Bankanın müşterisine tahsis ettiği kredi hesabı "borçlu cari hesabı" olarak adlandırılır. Müşteri bu hesabı verilen limit içinde krediler için kullanır. Ya hesaptan para çeker, havale ile temlik yapar ya da teminat mektubu, aval, kefalet gibi bankanın itibarına dayanan krediler talep eder. Müşteri hep borçlu durumundadır. Gerek "borçlu cari hesabı" ve gerek "adi cari hesap" ( küçük cari hesap ) şeklinde açılan banka hesaplarında, birincisinde kredi müşterisinin, ikincisinde bankanın alacaklı duruma geçmeleri mümkün olmadığı, bu nedenle TTK.nun 87/1. maddesinde yer alan karşılık unsuru bulunmadığı cihetle TTK.ndaki cari hesap tanımına uymaz. Bu itibarla dava konusu olayda TTK.nun 92. maddesi hükmü uygulanamayacağından, davacı vekilinin bilirkişi raporuna ilişkin itirazlarının incelenmesi gerekir.

2 - Kredi sözleşmesi limitini aşan krediye, sözleşmede belirlenen faiz uygulanır.
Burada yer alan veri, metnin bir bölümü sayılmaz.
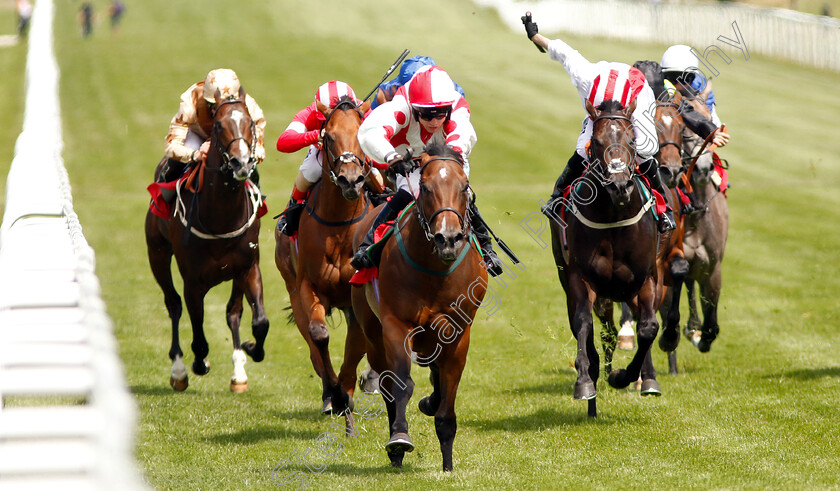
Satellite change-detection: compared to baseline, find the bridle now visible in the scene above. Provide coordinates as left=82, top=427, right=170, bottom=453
left=656, top=101, right=682, bottom=155
left=321, top=99, right=370, bottom=184
left=211, top=98, right=257, bottom=171
left=416, top=156, right=469, bottom=242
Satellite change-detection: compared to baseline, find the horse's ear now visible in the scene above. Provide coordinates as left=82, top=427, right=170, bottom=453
left=315, top=101, right=332, bottom=118
left=586, top=99, right=601, bottom=120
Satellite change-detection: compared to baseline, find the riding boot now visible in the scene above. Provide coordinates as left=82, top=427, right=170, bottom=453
left=639, top=159, right=677, bottom=233
left=350, top=190, right=414, bottom=270
left=540, top=151, right=586, bottom=217
left=470, top=201, right=504, bottom=276
left=277, top=196, right=306, bottom=237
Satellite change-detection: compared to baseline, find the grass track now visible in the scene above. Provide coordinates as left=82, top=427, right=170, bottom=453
left=0, top=0, right=840, bottom=489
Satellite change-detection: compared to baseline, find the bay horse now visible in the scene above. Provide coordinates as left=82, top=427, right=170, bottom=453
left=683, top=99, right=729, bottom=353
left=595, top=92, right=688, bottom=380
left=551, top=101, right=662, bottom=417
left=145, top=90, right=269, bottom=392
left=274, top=96, right=371, bottom=414
left=353, top=145, right=487, bottom=471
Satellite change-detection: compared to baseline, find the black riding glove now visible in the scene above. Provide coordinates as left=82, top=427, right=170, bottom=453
left=522, top=12, right=545, bottom=53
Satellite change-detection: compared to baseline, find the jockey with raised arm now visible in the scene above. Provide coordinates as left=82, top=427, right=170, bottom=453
left=158, top=68, right=265, bottom=184
left=522, top=13, right=676, bottom=232
left=351, top=65, right=502, bottom=276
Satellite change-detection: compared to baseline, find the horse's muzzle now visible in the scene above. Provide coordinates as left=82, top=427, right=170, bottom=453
left=434, top=232, right=465, bottom=263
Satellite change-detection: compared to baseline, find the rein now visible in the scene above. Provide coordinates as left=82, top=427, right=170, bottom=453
left=303, top=181, right=370, bottom=227
left=417, top=156, right=469, bottom=242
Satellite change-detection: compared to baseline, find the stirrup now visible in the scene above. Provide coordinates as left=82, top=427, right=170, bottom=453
left=350, top=247, right=375, bottom=271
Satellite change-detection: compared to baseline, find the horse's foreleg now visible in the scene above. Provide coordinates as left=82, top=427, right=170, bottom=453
left=609, top=278, right=659, bottom=389
left=435, top=332, right=470, bottom=472
left=298, top=279, right=342, bottom=414
left=226, top=280, right=248, bottom=393
left=379, top=315, right=414, bottom=467
left=697, top=263, right=721, bottom=353
left=145, top=213, right=189, bottom=391
left=338, top=308, right=366, bottom=397
left=234, top=264, right=268, bottom=363
left=593, top=297, right=618, bottom=373
left=184, top=280, right=210, bottom=375
left=566, top=275, right=600, bottom=410
left=618, top=302, right=636, bottom=351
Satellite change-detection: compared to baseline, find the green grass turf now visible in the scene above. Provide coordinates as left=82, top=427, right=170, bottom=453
left=0, top=0, right=840, bottom=489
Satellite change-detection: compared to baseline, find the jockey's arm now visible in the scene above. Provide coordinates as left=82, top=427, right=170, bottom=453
left=277, top=105, right=320, bottom=153
left=164, top=87, right=202, bottom=163
left=359, top=101, right=411, bottom=169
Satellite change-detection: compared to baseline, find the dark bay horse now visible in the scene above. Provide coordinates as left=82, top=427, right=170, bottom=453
left=146, top=91, right=268, bottom=392
left=683, top=104, right=729, bottom=352
left=353, top=146, right=487, bottom=471
left=551, top=101, right=662, bottom=417
left=274, top=97, right=371, bottom=414
left=595, top=93, right=688, bottom=382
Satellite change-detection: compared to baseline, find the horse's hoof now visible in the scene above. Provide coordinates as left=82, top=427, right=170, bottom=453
left=575, top=382, right=595, bottom=401
left=169, top=377, right=190, bottom=392
left=321, top=396, right=332, bottom=414
left=607, top=369, right=631, bottom=389
left=193, top=360, right=210, bottom=375
left=639, top=378, right=662, bottom=396
left=388, top=451, right=405, bottom=468
left=385, top=433, right=414, bottom=461
left=359, top=368, right=379, bottom=394
left=241, top=341, right=265, bottom=363
left=230, top=380, right=248, bottom=394
left=417, top=396, right=440, bottom=416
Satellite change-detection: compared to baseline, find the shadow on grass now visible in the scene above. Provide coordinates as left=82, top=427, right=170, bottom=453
left=204, top=426, right=323, bottom=445
left=459, top=404, right=614, bottom=432
left=764, top=367, right=840, bottom=380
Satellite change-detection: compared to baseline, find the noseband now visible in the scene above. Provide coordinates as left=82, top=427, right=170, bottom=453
left=417, top=156, right=469, bottom=242
left=212, top=99, right=257, bottom=171
left=588, top=114, right=636, bottom=181
left=321, top=100, right=370, bottom=184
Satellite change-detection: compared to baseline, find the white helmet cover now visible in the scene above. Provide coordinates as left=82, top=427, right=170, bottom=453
left=204, top=68, right=240, bottom=104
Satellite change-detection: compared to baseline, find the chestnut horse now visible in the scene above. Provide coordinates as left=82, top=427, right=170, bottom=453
left=146, top=91, right=268, bottom=392
left=274, top=97, right=371, bottom=414
left=683, top=100, right=729, bottom=352
left=353, top=145, right=487, bottom=471
left=551, top=101, right=662, bottom=417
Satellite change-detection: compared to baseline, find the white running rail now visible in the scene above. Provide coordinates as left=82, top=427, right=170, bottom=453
left=0, top=0, right=147, bottom=490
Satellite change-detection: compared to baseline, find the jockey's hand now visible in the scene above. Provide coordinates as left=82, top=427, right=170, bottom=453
left=712, top=127, right=729, bottom=148
left=195, top=140, right=210, bottom=164
left=522, top=12, right=545, bottom=53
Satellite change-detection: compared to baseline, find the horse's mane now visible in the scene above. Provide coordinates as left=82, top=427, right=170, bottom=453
left=425, top=143, right=461, bottom=162
left=598, top=99, right=624, bottom=114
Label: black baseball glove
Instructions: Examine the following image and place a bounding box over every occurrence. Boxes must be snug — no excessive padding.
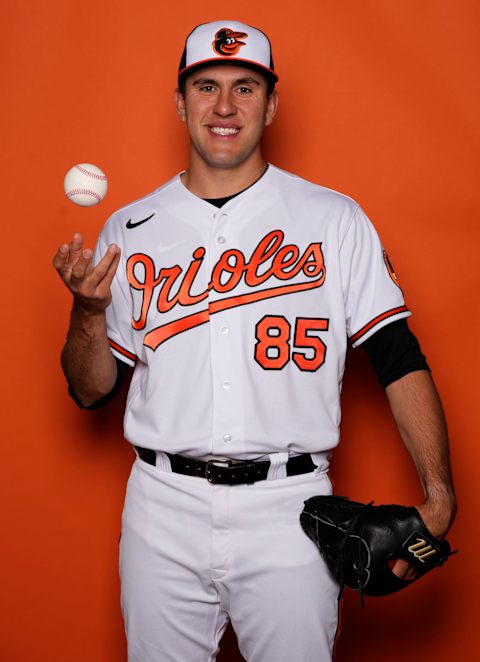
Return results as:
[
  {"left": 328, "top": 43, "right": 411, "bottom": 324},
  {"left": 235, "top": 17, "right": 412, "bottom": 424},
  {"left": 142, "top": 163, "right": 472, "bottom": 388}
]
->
[{"left": 300, "top": 496, "right": 454, "bottom": 604}]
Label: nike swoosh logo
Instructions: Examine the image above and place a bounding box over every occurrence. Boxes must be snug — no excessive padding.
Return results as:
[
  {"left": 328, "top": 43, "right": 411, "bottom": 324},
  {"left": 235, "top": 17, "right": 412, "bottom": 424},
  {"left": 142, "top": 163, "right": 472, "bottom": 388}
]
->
[{"left": 125, "top": 217, "right": 155, "bottom": 230}]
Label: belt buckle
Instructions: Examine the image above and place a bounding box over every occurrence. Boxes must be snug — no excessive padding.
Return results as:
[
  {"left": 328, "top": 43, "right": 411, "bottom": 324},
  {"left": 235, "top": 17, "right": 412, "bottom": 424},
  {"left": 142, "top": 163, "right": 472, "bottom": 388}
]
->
[{"left": 205, "top": 460, "right": 229, "bottom": 485}]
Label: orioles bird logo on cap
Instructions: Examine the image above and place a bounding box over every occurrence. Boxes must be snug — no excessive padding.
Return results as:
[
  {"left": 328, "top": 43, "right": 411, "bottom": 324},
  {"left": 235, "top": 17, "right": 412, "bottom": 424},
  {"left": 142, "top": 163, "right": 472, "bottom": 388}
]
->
[{"left": 212, "top": 28, "right": 248, "bottom": 55}]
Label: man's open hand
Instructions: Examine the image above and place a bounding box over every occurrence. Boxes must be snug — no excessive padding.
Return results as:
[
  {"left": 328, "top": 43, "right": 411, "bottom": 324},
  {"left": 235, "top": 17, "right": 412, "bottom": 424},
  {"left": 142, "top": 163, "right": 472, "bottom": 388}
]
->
[{"left": 52, "top": 233, "right": 120, "bottom": 315}]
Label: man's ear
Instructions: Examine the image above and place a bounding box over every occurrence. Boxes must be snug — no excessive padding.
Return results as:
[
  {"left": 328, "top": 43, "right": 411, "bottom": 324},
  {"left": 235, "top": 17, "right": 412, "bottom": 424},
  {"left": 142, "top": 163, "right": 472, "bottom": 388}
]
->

Ek bilirkişi raporunun 3. bendinde, davalı bankanın alacağının bir bölümünün limit dışı olduğu ve yüksek faize tabi bulunduğu bildirilmişse de yüksek faizden maksadın ne olduğu açıklanmamış ve ilk raporda faizi hesaplama tarzı kontrole olanak verecek biçimde ( limiti aşan miktar veya kredi tutarı-süre-faiz nisbeti ) gösterilmemiştir.

3 - Davacının bir itirazı da 19.12.1984 tarihinden itibaren reeskont faizi yerine iskonto haddi üzerinden faizin hesaplandığına ilişkin bulunmaktadır. İlk bilirkişi raporunda faiz oranları gösterilmiş ise de, bu oranların iskonto haddi mi, yoksa reeskont oranı mı olduğu belirtilmemiştir. Sözleşmenin 30.maddesinde faizinin orta vadeli kredi faiz nisbetinin % 50 fazlası üzerinden hesaplanacağı, faiz oranları yükseldiği takdirde temerrüt faizinin bu oranlara % 50 ilave edilerek ödeneceği kabul edilmiştir. 3095 sayılı kanunun 2/3-4 maddesi hükmüne göre, temerrüt faizinin iskonto haddi üzerinden hesaplanması yanlış olup, reeskont faizi oranı, sözleşmedeki esaslara nazaran bulunacak temerrüt faizi nisbeti üzerinde ise, temerrüt faizinin reeskont faizi üzerinden hesaplanması gerekir.

Bu itibarla, yukarıda açıklanan konular hakkında bilirkişi incelemesi yaptırılıp sonucuna göre bir karar verilmesi gerekirken, bu hususların gözden kaçtığı ve kararın onandığı anlaşılmakla hükmün bozulması icabetmiştir.

SONUÇ : Yukarıda açıklanan nedenlerle davacı vekilinin karar düzeltme isteminin kabulü ile Daire'nin 8.11.1988 tarih ve 1988/3309-6643 sayılı onama kararının kaldırılırak hükmün davacı yararına BOZULMASINA, ödediği temyiz ilamı,temyiz peşin ve karar düzeltme harçlarının isteği halinde karar düzeltme isteyene iadesine, 3.2.1989 tarihinde oybirliğiyle karar verildi.